2021年1月12日、赤尾神父様による「朝のこころ」です。

【2021年1月12日 朝のこころ】「真の自己を求めて ~『十牛図』が語ること」

 新しい一年が始まりました。今年は丑年です。聖書の中で最もポピュラーな動物は羊ですが、牛もよく登場します。また、ヒンドゥー教では牛は崇拝の対象となっています。

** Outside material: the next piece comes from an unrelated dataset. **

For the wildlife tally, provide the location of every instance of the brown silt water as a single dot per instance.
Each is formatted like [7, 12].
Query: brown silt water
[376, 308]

  仏教では、禅宗の「十牛図」と言われるものが有名です。十牛図は中国の宋の時代に書かれた禅の入門書で、悟りに至る禅の修行が牛を探し求めて様々な行動をする十の段階になぞらえられ、真の自分自身が牛にたとえられています。簡単にこの段階を説明すると、ある人が牛を探し始め、牛の足跡を見て追いかけ、ついに牛の姿を見つけ、この牛に近づいて縄をかけてつかまえ、暴れる牛を飼い慣らしておとなしくさせ、牛の背に乗り身を任せて家に帰り、家に帰り着いたら牛のことなど忘れてしまったかのように執着せずのんびりと過ごし、自分自身や牛をつかまえたことさえ忘れて、何事にもとらわれない姿で他の人と出会い、その出会った人が自分の牛を探し求める手助けをする、という流れです。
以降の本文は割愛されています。